Por Ariel Albornoz, LATAM AI Solutions Expert en Aditi Consulting.
Cada 23 de junio recordamos el nacimiento de Alan Turing, el matemático británico considerado el “padre” de la inteligencia artificial (IA). Más allá de su heroica contribución al descifrar el código Enigma nazi durante la Segunda Guerra Mundial, Turing nos legó algo aún más trascendental: la pregunta fundamental sobre qué significa que una máquina "piense".
Su famoso “Test de Turing” planteaba un desafío aparentemente simple: si un humano no puede distinguir entre las respuestas de una máquina y las de otra persona, ¿podemos considerar que esa máquina es inteligente? Durante décadas, esta prueba se convirtió en el estándar para medir la inteligencia artificial.
Pero hoy vivimos una paradoja: sistemas que hace una década habrían superado con creces el Test de Turing ahora nos parecen primitivos. ¿Por qué? Porque nuestras expectativas evolucionaron al ritmo vertiginoso de la tecnología.
Ahora bien, un sistema que 10 años atrás tal vez hubiese pasado la prueba de Turing, hoy probablemente no la pasaría, porque en la actualidad nos acostumbramos a exigirle bastante más a la inteligencia artificial.

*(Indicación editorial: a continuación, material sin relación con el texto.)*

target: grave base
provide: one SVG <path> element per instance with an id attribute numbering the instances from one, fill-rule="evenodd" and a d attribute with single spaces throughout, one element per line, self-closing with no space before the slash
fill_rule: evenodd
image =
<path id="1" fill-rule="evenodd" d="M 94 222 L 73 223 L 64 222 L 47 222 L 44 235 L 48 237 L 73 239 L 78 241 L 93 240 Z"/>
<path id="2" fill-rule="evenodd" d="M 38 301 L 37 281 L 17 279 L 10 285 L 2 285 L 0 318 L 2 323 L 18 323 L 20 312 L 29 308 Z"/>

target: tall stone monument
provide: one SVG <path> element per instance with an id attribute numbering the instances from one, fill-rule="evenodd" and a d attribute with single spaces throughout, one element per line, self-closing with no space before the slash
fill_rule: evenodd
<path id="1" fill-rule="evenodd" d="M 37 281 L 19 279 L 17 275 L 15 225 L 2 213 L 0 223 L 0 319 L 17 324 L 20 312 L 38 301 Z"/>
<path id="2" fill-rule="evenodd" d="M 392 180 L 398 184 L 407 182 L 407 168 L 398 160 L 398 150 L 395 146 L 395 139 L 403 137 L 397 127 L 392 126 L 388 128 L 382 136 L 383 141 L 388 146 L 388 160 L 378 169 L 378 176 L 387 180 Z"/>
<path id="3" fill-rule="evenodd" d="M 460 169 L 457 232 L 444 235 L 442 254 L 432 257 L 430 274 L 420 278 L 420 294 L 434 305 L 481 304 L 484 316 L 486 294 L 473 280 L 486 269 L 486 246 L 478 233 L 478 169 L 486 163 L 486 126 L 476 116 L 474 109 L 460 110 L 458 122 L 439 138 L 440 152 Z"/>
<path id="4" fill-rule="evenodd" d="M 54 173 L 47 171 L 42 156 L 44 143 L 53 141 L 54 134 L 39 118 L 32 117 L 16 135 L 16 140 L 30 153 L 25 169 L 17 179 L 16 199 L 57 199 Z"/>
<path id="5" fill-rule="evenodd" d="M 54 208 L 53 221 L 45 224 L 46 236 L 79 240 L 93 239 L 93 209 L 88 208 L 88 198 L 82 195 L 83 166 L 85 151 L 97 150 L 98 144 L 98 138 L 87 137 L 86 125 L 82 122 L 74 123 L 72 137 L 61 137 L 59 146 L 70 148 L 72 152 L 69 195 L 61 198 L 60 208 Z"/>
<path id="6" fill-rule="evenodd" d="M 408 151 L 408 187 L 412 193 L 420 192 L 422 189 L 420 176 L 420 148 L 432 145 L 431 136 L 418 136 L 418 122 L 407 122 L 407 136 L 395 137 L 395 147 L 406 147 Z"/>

De ahí que estamos ante un nuevo dilema: En 2025, el problema ya no es si una máquina puede hacerse pasar por humana, sino todo lo contrario, ya que necesitamos urgentemente identificar qué contenido es artificial. Videos deepfake que ponen palabras en boca de políticos, imágenes generadas que parecen fotografías reales, textos redactados por algoritmos que imitan perfectamente el estilo humano…
Esto nos lleva a replantear el Test de Turing para nuestra era. Ya no basta preguntarse si podemos distinguir lo artificial de lo humano. Ahora debemos agregar: ¿nos gusta el resultado? ¿Lo aceptamos? Porque paradójicamente, la perfección artificial puede resultar inquietante, demasiado pulida para ser creíble.
Estamos atravesando uno de esos momentos bisagra que definen épocas. Como cuando apareció Internet y de pronto todos tuvimos acceso instantáneo a la información mundial, hoy la IA irrumpe en cada aspecto de nuestras vidas sin que hayamos tenido tiempo de prepararnos.
La diferencia es el alcance. Mientras tecnologías anteriores transformaron sectores específicos, la IA es transversal: afecta desde la creatividad hasta la medicina, desde la educación hasta el entretenimiento. Pocos ámbitos quedan inmunes a esta revolución.
Aún estamos en la pendiente ascendente de esta transformación y el legado de Turing perdura. Las herramientas actuales de IA están lejos de alcanzar su techo, y a diario surgen nuevas capacidades emergen. La pregunta, entonces, no es si estos algoritmos cambiarán nuestro mundo, sino si sabremos adaptarnos a ese cambio, y si nos sentiremos cómodos y satisfechos con esa nueva normalidad.